The Department of Health’s commercial directorate is to be scaled down and regionalised and procurement of NHS private sector capacity handed to local commissioners.
Speaking at the annual HSJ Forum on Monday the DoH’s director general of commissioning and system management Mark Britnell said that the ‘commercial directorate will be reduced in size and regionalised and procurement will be localised’.
Sources close to the discussions confirmed that the commercial directorate will be ‘neutered’.
The plans will be contained in the DoH’s operating framework to be published next month.
The changes follow last week’s announcement that the independent sector treatment centre programme is to be drastically cut and in some cases scrapped (for more background, click here).
The move means that the £700m a year of business originally planned for the private sector could now be cut to as little as £200m, while the DoH may have to pay up to £20m in bid costs to contractors on top of the£5m it has paid for schemes that have already been axed.
Earlier this week Conservative MP Stephen O’Brien hit out at the DoH over what he called ‘crass mismanagement and incompetence on a grand scale’.
Mr O’Brien said he has asked the National Audit Office to examine the procurement process and the commercial directorate’s work.
Aside from the private sector’s costs, the government had, according to its published figures, already spent £72m by March 2007 on the procurement.
Last month the department admitted that just eight of the 190 staff in the commercial directorate are civil servants; the rest are external consultants who cost a total of £88,000-120,000 a day.

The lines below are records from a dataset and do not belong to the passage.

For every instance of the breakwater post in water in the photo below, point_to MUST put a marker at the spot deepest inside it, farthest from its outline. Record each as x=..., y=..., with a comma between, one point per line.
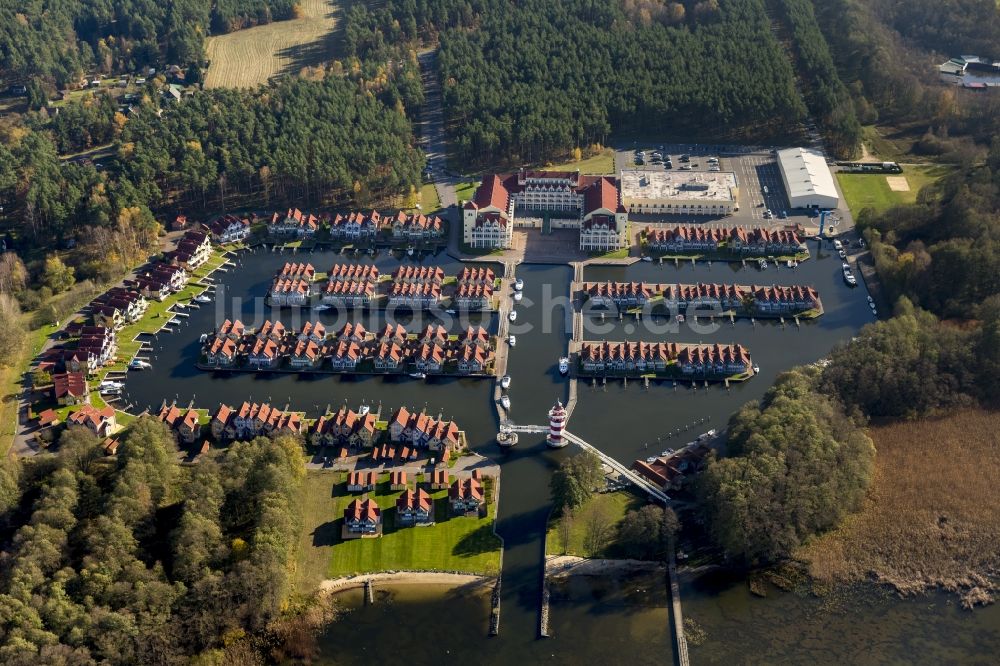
x=495, y=609
x=543, y=624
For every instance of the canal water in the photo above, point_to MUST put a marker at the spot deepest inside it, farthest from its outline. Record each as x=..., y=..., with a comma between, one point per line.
x=595, y=621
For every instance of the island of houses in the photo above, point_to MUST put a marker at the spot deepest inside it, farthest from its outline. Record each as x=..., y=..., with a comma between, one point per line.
x=363, y=517
x=406, y=437
x=721, y=299
x=352, y=349
x=666, y=359
x=361, y=286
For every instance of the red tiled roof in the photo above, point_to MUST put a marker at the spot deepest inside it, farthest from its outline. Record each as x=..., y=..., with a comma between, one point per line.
x=491, y=192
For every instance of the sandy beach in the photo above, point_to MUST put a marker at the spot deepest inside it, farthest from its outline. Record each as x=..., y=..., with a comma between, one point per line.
x=334, y=585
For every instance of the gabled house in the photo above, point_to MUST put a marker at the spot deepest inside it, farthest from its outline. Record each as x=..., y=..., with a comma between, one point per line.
x=229, y=229
x=414, y=507
x=397, y=480
x=361, y=482
x=465, y=496
x=440, y=478
x=362, y=518
x=70, y=388
x=183, y=422
x=101, y=422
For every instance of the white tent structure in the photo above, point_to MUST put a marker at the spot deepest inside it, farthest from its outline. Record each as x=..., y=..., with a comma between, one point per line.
x=807, y=179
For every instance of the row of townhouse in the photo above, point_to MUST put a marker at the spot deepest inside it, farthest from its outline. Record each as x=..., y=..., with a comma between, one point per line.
x=310, y=349
x=415, y=295
x=411, y=274
x=363, y=517
x=293, y=223
x=402, y=226
x=351, y=285
x=229, y=228
x=159, y=281
x=343, y=427
x=253, y=420
x=424, y=431
x=600, y=357
x=767, y=300
x=754, y=240
x=353, y=226
x=117, y=307
x=192, y=250
x=94, y=347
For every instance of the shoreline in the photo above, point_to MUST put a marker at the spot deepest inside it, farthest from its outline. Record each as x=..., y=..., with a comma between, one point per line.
x=451, y=579
x=564, y=566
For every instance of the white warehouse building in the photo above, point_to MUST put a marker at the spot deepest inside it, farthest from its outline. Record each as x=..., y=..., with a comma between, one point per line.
x=807, y=179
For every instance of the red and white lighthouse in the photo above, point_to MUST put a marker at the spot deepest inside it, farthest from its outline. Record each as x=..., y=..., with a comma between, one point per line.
x=557, y=423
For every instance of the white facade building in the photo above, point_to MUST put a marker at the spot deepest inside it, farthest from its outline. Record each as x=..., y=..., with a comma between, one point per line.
x=807, y=179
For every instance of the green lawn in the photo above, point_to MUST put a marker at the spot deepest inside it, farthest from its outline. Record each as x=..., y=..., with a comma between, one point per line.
x=615, y=504
x=872, y=190
x=465, y=191
x=452, y=544
x=601, y=163
x=429, y=201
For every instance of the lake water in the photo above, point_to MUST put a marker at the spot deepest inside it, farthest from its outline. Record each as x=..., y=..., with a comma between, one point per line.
x=593, y=623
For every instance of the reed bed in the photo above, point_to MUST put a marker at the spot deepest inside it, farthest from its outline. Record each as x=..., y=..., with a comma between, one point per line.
x=932, y=516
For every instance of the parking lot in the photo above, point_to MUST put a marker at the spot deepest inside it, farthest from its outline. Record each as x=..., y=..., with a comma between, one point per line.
x=755, y=169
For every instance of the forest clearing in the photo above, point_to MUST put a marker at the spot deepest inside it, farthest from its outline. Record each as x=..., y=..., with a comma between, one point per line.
x=248, y=58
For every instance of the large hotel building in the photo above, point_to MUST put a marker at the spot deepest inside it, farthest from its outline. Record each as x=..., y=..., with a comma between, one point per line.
x=591, y=204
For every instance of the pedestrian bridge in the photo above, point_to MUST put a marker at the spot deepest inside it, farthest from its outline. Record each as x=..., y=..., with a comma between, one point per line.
x=631, y=476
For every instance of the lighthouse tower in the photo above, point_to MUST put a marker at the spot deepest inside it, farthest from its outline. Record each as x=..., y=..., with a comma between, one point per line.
x=557, y=423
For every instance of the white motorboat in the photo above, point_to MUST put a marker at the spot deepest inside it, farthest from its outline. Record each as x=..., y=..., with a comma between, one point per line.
x=506, y=438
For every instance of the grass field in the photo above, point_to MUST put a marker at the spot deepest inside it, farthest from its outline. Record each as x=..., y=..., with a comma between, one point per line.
x=872, y=190
x=452, y=544
x=602, y=162
x=613, y=506
x=465, y=191
x=248, y=58
x=932, y=515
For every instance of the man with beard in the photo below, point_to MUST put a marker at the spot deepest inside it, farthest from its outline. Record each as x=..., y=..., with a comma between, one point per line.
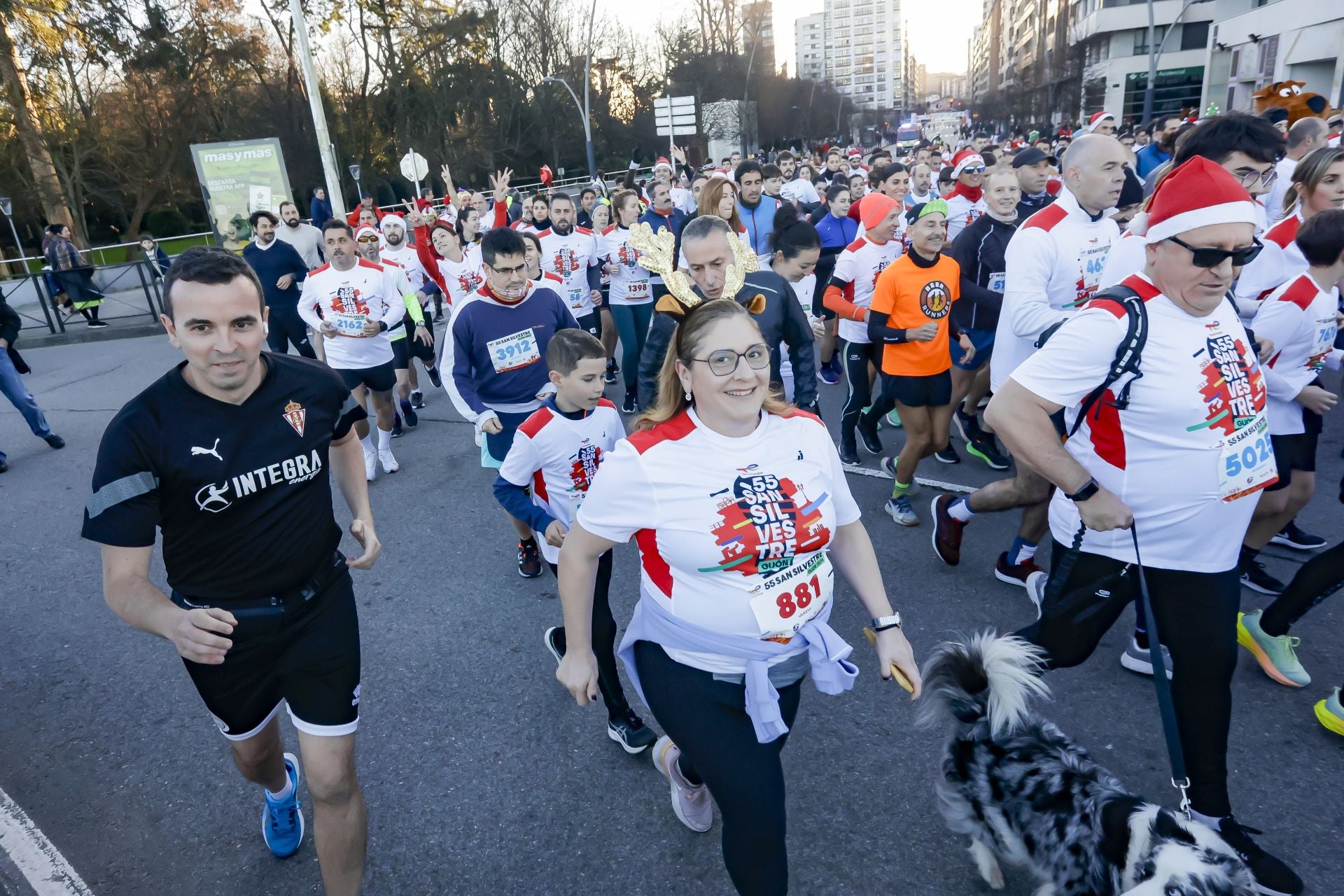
x=281, y=272
x=305, y=238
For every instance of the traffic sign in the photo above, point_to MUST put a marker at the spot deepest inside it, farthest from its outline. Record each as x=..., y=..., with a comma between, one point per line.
x=414, y=167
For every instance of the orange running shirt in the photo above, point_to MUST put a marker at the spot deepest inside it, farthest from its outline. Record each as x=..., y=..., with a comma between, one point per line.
x=911, y=296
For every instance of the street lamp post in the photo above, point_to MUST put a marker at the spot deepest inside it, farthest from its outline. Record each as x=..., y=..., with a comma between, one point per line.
x=588, y=128
x=1154, y=55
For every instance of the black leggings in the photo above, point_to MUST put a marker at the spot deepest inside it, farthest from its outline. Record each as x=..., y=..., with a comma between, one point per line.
x=857, y=359
x=1196, y=615
x=1317, y=580
x=604, y=640
x=707, y=720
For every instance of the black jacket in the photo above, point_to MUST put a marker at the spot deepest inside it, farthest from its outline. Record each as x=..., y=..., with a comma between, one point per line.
x=980, y=251
x=781, y=321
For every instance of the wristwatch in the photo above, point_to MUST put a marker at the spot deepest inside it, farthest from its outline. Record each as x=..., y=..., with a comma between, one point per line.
x=1089, y=489
x=882, y=624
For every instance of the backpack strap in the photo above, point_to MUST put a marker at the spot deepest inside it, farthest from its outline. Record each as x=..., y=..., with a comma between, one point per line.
x=1128, y=354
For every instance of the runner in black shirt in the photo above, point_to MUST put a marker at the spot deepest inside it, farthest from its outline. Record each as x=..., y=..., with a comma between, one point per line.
x=229, y=456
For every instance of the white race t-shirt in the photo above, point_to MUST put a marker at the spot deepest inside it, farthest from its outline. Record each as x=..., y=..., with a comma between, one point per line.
x=558, y=457
x=733, y=532
x=1300, y=318
x=631, y=282
x=569, y=257
x=368, y=292
x=859, y=266
x=1190, y=453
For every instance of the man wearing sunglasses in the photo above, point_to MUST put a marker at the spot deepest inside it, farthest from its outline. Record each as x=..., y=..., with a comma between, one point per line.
x=1190, y=453
x=1242, y=146
x=1051, y=267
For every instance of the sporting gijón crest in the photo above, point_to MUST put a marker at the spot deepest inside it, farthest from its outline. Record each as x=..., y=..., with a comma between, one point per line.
x=296, y=415
x=765, y=522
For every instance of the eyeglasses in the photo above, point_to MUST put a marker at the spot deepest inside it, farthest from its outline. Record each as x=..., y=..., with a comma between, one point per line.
x=1252, y=176
x=1214, y=257
x=724, y=360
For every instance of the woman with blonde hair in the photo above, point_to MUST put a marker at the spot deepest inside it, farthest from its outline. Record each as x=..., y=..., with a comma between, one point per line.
x=739, y=505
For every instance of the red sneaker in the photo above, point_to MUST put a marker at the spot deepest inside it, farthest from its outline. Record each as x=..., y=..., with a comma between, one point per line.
x=1015, y=574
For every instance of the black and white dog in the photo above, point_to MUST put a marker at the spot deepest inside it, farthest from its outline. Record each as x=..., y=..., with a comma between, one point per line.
x=1028, y=796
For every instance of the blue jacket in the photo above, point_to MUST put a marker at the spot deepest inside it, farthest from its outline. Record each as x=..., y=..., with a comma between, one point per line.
x=270, y=265
x=760, y=222
x=320, y=211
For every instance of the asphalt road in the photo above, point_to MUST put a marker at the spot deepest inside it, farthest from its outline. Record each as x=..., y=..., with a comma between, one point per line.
x=482, y=776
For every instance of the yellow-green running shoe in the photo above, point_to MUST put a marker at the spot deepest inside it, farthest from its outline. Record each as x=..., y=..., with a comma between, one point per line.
x=1331, y=713
x=1275, y=653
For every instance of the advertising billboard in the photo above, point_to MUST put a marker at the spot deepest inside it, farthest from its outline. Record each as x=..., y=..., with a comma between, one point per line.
x=238, y=178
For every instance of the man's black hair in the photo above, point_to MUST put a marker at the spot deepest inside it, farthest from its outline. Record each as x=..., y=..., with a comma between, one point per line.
x=210, y=265
x=336, y=223
x=1231, y=132
x=1322, y=238
x=500, y=241
x=748, y=167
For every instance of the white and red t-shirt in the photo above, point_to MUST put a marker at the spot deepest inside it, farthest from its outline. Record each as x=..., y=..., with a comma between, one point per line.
x=631, y=282
x=858, y=266
x=1277, y=264
x=558, y=457
x=733, y=532
x=366, y=292
x=1053, y=265
x=1300, y=318
x=1191, y=450
x=569, y=257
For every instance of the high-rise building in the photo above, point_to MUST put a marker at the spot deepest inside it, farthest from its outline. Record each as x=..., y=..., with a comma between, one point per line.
x=758, y=34
x=811, y=39
x=864, y=52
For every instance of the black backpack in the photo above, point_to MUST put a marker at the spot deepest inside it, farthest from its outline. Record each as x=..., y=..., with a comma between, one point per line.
x=1128, y=354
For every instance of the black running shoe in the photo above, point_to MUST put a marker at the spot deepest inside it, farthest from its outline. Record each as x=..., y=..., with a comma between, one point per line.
x=867, y=430
x=528, y=559
x=554, y=641
x=631, y=732
x=850, y=454
x=1256, y=578
x=1298, y=540
x=1272, y=875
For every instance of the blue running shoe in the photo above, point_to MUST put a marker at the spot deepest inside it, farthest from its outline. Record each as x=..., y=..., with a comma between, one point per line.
x=283, y=820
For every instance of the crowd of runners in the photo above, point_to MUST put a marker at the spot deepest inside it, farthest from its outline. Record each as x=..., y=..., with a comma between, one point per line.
x=1142, y=355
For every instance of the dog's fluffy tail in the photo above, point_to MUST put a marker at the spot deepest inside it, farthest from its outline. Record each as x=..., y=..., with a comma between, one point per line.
x=987, y=679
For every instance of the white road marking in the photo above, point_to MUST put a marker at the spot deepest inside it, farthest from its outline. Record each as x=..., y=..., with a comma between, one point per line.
x=41, y=862
x=932, y=484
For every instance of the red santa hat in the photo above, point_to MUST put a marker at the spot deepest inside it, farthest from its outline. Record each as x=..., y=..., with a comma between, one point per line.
x=1097, y=118
x=1198, y=194
x=965, y=159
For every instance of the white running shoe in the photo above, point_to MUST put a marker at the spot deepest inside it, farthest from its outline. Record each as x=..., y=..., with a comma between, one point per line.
x=690, y=802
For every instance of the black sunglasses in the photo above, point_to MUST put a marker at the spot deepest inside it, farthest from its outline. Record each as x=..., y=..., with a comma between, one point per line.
x=1214, y=257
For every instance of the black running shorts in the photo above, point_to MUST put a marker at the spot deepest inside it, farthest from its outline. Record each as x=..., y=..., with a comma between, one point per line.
x=381, y=379
x=307, y=659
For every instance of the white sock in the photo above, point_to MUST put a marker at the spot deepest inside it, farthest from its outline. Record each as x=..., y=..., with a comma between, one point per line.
x=961, y=511
x=286, y=792
x=1208, y=820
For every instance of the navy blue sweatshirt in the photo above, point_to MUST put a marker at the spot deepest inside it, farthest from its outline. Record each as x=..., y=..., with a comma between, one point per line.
x=270, y=265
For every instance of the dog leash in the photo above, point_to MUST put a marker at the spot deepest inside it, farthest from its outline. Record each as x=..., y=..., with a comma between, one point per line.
x=1180, y=780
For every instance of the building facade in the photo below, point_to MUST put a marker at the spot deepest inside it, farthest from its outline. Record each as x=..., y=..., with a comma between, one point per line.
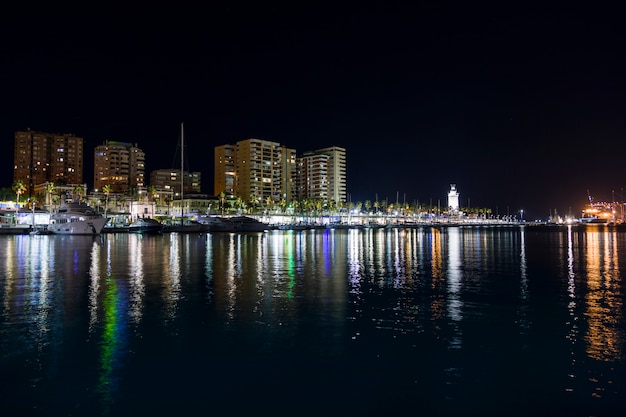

Earlier this month the DoH also revealed that, on top of his £190,000 salary, the government also pays for the accommodation costs and travel to the US of DoH commercial director Channing Wheeler.
A spokeswoman confirmed that the government was looking at the ‘role and activities of the commercial directorate’. However, she said it would be ‘premature to speculate on what the outcomes of those considerations will be’.
The operating framework may also contain plans to link trust payment to patient satisfaction. Mr Britnell said the DoH was looking at whether it was feasible ‘to make some contractual payments based on patient experience’ in order to ‘stimulate’ the NHS to move toward using patient satisfaction and experience data to commission more intelligently. He said the government was considering bringing in a system which would see NHS providers denied around 1 per cent of their payments unless they could demonstrate improvements in satisfaction.